Barış sinirle saçlarını çekiştirdi. Eğer tam şu anda gitmezse çok kötü şeyler yaşanacaktı.
"Noluyor Barış?" der demez Barış hızlıca lavaboya koştu. Kapıyı kapatıp kilitledi ve musluğu açtı, aynadan kendini bakarken arkadaki silüet ile iyice korkmaya başladı, Savaş gene buradaydı.
"Sen böyle yaparak kaçacağını mı sanıyorsun?" dedi Savaş. Barış kızarık gözlerle ona baktı ve çıldırmış bir şekilde gülmeye başladı.
"Sen mi daha manyaksın yoksa ben mi göreceğiz bro." diyip yüzüne su çarptı. Fırat kapıyı tıklatıyordu o sıra.
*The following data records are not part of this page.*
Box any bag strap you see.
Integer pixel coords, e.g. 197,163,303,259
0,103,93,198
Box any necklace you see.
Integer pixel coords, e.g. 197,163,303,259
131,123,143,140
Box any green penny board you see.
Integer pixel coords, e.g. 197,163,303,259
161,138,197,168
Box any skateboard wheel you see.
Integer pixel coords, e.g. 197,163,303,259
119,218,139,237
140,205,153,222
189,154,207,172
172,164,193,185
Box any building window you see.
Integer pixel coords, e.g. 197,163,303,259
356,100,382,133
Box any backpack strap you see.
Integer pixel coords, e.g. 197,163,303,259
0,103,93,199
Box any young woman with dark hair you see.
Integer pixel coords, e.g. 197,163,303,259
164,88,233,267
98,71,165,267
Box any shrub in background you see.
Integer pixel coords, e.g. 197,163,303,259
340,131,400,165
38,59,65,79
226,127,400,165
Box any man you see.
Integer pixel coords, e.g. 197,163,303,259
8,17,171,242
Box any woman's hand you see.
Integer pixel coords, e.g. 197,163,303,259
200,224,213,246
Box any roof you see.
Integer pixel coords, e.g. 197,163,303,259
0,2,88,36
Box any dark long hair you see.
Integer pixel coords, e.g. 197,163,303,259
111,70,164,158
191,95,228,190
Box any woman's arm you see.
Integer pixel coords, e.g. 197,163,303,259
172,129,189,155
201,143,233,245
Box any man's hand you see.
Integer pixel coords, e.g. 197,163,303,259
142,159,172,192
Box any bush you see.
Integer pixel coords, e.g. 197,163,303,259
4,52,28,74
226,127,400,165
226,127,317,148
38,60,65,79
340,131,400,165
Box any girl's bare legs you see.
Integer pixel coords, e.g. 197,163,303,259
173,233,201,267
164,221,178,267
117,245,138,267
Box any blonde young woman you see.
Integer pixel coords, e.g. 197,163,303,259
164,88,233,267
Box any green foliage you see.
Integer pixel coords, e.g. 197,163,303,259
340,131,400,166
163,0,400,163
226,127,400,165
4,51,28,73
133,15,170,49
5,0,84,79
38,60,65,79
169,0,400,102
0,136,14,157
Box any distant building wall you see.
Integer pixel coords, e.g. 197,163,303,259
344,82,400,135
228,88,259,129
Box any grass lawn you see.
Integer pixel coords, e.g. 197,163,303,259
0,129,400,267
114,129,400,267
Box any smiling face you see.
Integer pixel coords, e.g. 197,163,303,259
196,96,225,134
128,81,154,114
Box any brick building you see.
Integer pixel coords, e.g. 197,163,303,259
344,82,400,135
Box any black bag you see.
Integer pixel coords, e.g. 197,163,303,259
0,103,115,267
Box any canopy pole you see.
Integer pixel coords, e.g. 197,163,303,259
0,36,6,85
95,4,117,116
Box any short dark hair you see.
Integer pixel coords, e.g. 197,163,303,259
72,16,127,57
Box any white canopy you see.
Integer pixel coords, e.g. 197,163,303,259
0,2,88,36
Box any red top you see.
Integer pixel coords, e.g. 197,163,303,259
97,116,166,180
"Barış aç kapıyı noldu bi anda?" diyip daha sert vurmaya başladı. Barış musluğu kapatıp tekrar arkasına baktı, gitmişti bu sefer. Derin bi nefes aldı. Artık söylemesi gerekiyordu, aynı odada kalacaklardı çünkü. Fırat ise hâlâ kapıya vurup bağırıyordu. Barış gidip kapıyı açtı ve Fırat'a baktı.